Notebook

If you are not using GitHub click here to open the notebook using nbviewer.

This notebook replicates part of the E-vident analysis platform, allowing you to explor a series of different distance metrics, and rarefaction levels by leveraging the Jupyter interface available in Emperor.

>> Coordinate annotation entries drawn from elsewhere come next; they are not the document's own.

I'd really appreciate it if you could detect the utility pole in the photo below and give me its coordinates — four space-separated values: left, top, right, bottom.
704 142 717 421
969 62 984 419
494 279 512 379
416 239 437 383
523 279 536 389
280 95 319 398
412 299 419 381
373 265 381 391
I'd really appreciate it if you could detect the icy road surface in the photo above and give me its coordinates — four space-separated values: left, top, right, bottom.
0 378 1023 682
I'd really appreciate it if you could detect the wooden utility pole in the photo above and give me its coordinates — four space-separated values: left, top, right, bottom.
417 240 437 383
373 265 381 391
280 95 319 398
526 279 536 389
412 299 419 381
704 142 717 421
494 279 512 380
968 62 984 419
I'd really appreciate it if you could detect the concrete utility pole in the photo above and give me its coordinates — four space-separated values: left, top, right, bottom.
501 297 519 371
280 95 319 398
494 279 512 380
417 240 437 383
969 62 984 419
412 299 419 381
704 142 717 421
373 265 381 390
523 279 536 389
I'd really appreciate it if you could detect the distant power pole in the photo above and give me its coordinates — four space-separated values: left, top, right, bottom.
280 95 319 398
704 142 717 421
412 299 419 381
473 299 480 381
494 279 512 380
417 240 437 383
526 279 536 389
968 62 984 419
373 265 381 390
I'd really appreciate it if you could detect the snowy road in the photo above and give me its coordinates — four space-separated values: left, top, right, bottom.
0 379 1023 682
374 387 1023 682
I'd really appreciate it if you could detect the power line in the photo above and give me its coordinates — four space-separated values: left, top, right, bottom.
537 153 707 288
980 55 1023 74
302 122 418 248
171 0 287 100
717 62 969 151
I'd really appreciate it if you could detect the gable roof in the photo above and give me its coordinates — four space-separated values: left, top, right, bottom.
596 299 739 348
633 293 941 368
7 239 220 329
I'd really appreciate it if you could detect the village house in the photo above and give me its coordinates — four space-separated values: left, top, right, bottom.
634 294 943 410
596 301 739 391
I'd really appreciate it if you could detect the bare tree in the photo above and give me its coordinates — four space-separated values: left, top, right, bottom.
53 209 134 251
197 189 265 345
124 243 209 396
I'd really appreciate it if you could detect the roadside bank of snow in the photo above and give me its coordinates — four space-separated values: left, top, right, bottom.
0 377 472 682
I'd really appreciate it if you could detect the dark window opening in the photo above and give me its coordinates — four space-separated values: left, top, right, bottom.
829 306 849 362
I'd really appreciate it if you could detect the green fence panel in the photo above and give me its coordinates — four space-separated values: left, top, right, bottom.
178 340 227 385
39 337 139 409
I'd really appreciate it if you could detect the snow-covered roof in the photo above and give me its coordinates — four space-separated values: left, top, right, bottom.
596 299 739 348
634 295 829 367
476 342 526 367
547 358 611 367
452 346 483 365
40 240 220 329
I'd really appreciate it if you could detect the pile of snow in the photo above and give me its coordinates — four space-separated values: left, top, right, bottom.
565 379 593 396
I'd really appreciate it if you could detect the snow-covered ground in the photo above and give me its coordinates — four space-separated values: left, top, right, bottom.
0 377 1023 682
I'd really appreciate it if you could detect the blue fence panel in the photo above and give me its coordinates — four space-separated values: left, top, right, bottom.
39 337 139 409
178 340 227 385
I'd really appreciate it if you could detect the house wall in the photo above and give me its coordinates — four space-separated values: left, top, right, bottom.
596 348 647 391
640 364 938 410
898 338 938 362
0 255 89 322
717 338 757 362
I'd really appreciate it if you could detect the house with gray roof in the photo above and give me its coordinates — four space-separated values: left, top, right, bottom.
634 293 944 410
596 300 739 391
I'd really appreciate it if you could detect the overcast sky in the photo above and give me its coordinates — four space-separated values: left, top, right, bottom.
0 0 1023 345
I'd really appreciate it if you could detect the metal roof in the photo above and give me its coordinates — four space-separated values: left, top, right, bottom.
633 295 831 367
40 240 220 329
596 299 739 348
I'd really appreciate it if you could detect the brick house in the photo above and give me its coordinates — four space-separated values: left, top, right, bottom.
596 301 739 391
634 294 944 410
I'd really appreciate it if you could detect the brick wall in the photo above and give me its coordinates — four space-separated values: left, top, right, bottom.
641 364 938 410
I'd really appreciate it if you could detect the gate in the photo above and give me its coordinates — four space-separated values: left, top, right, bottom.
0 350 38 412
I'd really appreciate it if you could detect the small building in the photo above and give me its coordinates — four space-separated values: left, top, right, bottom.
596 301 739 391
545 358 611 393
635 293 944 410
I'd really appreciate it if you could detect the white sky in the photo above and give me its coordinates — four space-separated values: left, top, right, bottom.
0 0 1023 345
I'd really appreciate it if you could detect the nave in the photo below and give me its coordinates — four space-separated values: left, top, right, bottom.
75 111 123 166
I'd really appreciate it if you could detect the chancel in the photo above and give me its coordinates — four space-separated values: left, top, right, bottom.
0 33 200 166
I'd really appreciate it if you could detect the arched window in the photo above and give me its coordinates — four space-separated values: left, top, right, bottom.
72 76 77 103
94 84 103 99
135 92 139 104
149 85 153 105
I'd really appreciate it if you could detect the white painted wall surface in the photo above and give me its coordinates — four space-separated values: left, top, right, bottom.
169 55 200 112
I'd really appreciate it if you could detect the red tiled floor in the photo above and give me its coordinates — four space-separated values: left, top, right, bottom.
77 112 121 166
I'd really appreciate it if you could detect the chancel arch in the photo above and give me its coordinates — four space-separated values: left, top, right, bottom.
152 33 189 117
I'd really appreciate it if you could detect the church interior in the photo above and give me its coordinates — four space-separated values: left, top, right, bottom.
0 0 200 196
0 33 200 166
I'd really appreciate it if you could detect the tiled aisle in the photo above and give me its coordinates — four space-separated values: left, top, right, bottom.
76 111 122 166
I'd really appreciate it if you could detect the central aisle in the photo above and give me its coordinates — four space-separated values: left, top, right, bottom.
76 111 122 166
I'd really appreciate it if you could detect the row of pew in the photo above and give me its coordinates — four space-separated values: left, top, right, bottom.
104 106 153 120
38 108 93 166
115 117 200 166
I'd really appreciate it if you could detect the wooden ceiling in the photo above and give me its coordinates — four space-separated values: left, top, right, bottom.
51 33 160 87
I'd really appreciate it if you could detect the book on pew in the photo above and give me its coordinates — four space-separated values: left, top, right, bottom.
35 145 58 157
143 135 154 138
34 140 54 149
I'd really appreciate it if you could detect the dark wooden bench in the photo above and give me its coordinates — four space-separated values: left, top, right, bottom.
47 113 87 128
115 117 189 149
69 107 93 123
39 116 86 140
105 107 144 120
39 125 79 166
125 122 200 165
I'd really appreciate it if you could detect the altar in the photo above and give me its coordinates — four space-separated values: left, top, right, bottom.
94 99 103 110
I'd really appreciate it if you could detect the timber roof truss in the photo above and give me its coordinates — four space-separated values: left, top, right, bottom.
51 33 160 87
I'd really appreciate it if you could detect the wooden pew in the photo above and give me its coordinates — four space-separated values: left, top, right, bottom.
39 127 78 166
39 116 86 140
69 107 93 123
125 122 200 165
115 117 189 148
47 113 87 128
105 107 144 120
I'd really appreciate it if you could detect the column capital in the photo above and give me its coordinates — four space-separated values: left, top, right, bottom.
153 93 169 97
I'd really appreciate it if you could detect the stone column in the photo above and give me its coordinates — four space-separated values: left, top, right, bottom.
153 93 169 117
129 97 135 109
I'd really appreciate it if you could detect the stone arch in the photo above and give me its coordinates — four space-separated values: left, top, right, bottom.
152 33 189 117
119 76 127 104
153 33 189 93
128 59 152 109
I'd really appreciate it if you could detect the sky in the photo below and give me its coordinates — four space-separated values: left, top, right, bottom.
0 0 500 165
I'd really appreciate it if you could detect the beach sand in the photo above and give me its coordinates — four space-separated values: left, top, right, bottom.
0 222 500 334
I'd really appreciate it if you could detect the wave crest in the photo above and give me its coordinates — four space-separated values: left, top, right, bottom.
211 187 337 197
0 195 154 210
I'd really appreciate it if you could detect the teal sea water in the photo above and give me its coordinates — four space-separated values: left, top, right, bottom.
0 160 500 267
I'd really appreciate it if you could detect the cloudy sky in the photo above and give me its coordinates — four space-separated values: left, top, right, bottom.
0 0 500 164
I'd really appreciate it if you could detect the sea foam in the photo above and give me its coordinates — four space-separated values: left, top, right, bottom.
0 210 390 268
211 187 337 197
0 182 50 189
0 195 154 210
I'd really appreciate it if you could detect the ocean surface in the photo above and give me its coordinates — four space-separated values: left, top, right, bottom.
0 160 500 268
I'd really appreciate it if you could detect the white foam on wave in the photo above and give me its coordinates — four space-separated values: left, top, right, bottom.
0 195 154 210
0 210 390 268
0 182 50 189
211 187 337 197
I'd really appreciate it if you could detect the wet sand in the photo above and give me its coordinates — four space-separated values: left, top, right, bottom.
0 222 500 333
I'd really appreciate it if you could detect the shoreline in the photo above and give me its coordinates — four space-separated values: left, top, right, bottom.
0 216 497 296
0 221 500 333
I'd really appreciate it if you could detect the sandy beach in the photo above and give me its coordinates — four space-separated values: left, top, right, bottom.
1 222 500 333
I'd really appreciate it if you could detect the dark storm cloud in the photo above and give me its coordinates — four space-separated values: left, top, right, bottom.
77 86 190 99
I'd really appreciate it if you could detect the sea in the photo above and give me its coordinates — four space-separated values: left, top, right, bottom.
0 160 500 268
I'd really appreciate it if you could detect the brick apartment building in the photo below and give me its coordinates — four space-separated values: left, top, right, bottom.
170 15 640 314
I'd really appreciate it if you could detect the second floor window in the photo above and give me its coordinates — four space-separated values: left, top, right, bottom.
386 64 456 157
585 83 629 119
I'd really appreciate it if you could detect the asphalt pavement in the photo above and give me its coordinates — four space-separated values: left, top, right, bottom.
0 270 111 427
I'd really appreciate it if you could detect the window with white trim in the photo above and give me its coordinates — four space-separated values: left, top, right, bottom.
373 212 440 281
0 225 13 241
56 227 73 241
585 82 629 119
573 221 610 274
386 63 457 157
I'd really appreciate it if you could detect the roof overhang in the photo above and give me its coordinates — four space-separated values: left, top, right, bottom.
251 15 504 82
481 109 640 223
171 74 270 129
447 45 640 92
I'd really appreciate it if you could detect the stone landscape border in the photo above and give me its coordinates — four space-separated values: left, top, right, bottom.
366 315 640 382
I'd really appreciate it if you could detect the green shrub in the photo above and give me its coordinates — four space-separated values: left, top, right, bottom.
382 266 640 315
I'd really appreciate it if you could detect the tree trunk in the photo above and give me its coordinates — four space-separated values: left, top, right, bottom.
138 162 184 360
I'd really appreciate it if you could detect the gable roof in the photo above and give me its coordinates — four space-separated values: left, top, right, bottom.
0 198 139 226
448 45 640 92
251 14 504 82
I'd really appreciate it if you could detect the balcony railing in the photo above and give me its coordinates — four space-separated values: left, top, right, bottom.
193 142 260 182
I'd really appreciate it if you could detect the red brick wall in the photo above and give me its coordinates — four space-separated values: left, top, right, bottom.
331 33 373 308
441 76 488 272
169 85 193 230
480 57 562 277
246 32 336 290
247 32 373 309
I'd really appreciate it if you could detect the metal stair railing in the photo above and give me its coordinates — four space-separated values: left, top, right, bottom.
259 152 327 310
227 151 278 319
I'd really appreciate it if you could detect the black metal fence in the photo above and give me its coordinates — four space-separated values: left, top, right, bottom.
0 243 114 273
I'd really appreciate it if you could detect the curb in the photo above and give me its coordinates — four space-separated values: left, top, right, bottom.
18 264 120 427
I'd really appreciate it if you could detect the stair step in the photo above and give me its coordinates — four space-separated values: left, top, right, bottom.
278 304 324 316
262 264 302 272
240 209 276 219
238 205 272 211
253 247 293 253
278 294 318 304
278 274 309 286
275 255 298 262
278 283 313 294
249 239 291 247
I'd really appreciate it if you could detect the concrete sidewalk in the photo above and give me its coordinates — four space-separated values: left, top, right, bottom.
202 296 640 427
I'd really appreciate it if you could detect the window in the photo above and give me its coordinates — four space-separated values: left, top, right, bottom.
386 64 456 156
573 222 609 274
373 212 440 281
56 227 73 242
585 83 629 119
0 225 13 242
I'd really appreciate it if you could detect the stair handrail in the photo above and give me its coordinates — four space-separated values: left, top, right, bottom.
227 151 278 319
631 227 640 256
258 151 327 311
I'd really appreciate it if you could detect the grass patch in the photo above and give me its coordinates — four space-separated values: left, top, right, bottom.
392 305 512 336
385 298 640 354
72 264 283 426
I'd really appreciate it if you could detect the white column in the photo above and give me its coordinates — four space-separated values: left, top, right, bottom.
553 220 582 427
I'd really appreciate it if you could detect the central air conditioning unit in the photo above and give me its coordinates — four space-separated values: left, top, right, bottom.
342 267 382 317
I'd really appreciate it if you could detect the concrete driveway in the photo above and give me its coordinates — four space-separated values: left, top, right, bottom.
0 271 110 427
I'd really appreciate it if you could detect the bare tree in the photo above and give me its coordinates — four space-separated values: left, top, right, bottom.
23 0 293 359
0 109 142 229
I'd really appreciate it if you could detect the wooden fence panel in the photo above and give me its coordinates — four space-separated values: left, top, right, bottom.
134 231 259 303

Before you execute this example, you need to make sure you install a few additional dependencies:

pip install scikit-learn ipywidgets h5py biom-format

Once you've done this, you will need to enable the ipywidgets interface, to do so, you will need to run:

jupyter nbextension enable --py widgetsnbextension

In [1]:

%matplotlib inline
from __future__ import division

# biocore
from emperor.qiime_backports.parse import parse_mapping_file
from emperor.qiime_backports.format import format_mapping_file
from emperor import Emperor, nbinstall

nbinstall()

from skbio.stats.ordination import pcoa
from skbio.diversity import beta_diversity
from skbio import TreeNode
from skbio.io.util import open_file

from biom import load_table
from biom.util import biom_open

import qiime_default_reference

# pydata/scipy
import pandas as pd
import numpy as np

from scipy.spatial.distance import braycurtis, canberra
from ipywidgets import interact
from sklearn.metrics import pairwise_distances
from functools import partial

import warnings

warnings.filterwarnings(action='ignore', category=Warning)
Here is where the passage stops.